Libyans displaced from their homes in the war-torn city of Benghazi have appealed to the government to come to their aid. Housed in government schools, they accuse the government of neglecting them.
Benghazi was the birthplace of the revolution that ousted long-time leader Muammar Gaddafi in 2011. Some of them have been living in this shelter for over a year. But they are jobless and living on handouts that are not forthcoming.
“I was displaced from Benghazi and have now been living in Abu Bakr al-Razi school for about 7 months. There are people that have been here longer, a year and two or three months. So far the state and its government has not given us any tangible assistance. We are Benghazi residents and have been affected (by the war) our homes have been destroyed and our jobs have ended, everything has come to an end, we have nothing left,” Aref al Maghribi, a displaced man said.
We have tried to reach out to the state but they don't give us any support... no one from the state has come to see the conditions under which we and our children are living in these schools.
Families living in this school compound have tried to make life close to home, but without government support, they say it is becoming difficult to survive by the day.
Fariha Al- Sharif said she hasn’t received any help or support from the state and has little hope of returning home.
“I was displaced from the Souq al-Hout area and I’m now living in the school. We have tried to reach out to the state but they don’t give us any support and don’t consider what we’re going through and don’t take care of our needs.

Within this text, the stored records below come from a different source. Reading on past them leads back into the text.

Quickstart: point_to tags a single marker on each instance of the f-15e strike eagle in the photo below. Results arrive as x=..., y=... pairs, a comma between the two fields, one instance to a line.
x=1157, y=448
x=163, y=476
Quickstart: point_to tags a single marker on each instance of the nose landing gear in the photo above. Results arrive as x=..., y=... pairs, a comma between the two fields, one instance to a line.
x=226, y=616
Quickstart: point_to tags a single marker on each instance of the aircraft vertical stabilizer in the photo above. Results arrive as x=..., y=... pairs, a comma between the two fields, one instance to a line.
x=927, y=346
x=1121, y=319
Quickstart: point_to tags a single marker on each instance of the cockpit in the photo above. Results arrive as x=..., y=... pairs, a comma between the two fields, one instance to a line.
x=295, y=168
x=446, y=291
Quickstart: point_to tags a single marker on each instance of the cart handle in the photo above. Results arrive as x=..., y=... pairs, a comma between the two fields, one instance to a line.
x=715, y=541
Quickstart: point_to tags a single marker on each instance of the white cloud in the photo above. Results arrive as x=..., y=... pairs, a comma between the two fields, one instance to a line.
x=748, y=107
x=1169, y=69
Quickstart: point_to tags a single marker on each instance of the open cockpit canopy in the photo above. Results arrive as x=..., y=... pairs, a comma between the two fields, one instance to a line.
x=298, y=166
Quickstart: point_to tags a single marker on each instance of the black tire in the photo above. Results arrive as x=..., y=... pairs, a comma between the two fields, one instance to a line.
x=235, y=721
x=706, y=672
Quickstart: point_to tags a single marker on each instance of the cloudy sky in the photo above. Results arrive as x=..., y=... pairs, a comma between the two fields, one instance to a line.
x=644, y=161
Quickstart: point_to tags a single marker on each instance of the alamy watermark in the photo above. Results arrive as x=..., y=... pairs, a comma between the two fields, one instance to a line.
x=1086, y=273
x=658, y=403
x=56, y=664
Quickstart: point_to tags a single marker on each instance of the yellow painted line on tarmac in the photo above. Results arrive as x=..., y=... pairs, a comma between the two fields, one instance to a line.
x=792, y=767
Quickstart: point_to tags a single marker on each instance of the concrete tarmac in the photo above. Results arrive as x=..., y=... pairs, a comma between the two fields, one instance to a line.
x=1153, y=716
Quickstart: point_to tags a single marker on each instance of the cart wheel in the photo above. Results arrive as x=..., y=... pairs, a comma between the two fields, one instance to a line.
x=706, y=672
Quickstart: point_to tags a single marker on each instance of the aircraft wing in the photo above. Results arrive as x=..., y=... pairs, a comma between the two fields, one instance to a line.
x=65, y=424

They don’t give us hope that we may return to our homes. There are families here that have been financially, emotionally, psychologically affected, and no one from the state has come to see the conditions under which we and our children are living in these schools.”
Civil society organisations like the Libyan organization for development have been assisting these displaced victims but an official said it is becoming difficult without government assistance.
“No matter how much civil society organisations try, they can’t support and care for all the families displaced in the absence of state and state support. The situation is very difficult right now. The state has not provided subsidies, most of the families in the schools are living in very difficult financial conditions, many below the poverty line,” Hanan al – Shuheibi, an official of the Libyan organization for development said.
The number of displaced families in Benghazi is reported to have reached about 47,000 . By the end of 2015, some 62 schools in Benghazi have been hosting families displaced by the war.
Benghazi itself has seen months of heavy fighting between Islamist militants and military forces allied to the country’s recognised, eastern-based government.
The Internal Displacement Monitoring Centre estimates, there are a total of at least 434,000 displaced people in Libya as of mid 2015, but with so many regions and territories off-limits to NGO staff and aid workers due to the dangerous environment, the numbers are likely to be higher.